Syria: Mike and Roumieh Nedeff
In a supplemental letter addressed to then Secretary of State Robert Lansing and included with his original 1919 passport application, Nedeff stated “During the war my father was murdered by the Turks, and I desire to go to Syria to look after my mother, two sisters and a brother, and bring them to this country.” Such cooly delivered statements about heartbreaking events can repeatedly be found in supplemental material submitted with passport applications. The tone is almost always formal and factual, emotionally divorced from the harsh reality. Perhaps it had to be.
And so just after returning to the U.S. from the war in Europe, Nedeff would travel back to Syria to locate family members displaced by Turkish aggressions during the volatile 1914-1918 period, a time when Ottoman Armenians, Assyrians, Pontian and Anatolian Greeks fell victim to increasing agitation and violence that culminated in displacement, deportation, ethnic cleansing and genocide.
For his passport application, Nedeff also provided a letter of support from West Virginia Representative Wells Goodykoontz, attesting to his good character and loyalty as a U.S. citizen. Nedeff’s application was approved and in late 1919 he made the journey back to his homeland, remaining in what had just become the Mandate for Syria and the Lebanon for some two years.
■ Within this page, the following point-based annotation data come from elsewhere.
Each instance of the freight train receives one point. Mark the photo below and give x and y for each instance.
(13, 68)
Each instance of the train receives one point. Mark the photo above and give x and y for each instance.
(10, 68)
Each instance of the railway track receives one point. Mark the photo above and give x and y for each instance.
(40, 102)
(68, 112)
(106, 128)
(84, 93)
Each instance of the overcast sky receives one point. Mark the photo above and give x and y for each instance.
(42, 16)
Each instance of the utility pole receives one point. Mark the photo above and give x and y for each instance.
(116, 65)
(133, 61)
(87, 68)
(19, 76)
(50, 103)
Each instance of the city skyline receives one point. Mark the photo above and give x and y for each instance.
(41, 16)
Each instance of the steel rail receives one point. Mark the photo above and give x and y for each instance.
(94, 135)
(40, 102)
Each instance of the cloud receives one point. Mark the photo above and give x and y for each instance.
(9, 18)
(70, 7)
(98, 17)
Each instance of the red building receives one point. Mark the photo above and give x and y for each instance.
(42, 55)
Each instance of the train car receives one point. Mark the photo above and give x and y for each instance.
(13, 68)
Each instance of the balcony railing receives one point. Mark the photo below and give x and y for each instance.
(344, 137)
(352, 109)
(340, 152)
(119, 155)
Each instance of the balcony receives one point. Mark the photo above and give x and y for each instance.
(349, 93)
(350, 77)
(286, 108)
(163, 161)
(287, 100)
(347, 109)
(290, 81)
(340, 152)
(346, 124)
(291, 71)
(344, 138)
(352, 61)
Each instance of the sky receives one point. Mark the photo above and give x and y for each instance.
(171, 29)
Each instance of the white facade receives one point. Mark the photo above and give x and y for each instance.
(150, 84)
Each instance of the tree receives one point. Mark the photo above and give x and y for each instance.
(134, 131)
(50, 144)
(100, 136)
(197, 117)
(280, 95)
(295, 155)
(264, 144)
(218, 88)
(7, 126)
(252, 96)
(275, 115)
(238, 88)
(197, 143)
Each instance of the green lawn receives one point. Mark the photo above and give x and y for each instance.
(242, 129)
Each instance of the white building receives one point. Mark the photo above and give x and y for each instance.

In the somewhat sympathetic but still harsh note typed into Nedeff’s 1921 emergency passport application by a U.S. Consular agent in Damascus, Nedeff’s safety as a Syrian Greek Catholic and intention/loyalty as a U.S. citizen living abroad is called into question, resulting in a shortened passport validity period. Nevertheless, he returned to the U.S. in late 1921 along with his new wife, Roumieh Jarmoush, who had never been to the United States.
Mike and Roumieh would settle in Parkersburg, West Virginia, where they raised 13 children while running a retail grocery store for many years in Parkersburg’s downtown.
Sadly, it appears that the rest of Nedeff’s family was unable to leave Syria, or couldn’t be located during his 1919-1921 visit. However, after years of persistent effort, Mike was able to sponsor and bring his younger brother, Moussa (Moses), to the U.S. in 1937. Like Mike, Moses Nedeff (1899-1963) would become a successful small business owner, marry, and raise a large family in Parkersburg.
Mike died in 1951 and Roumieh in 1986; both are buried in Parkersburg, West Virginia.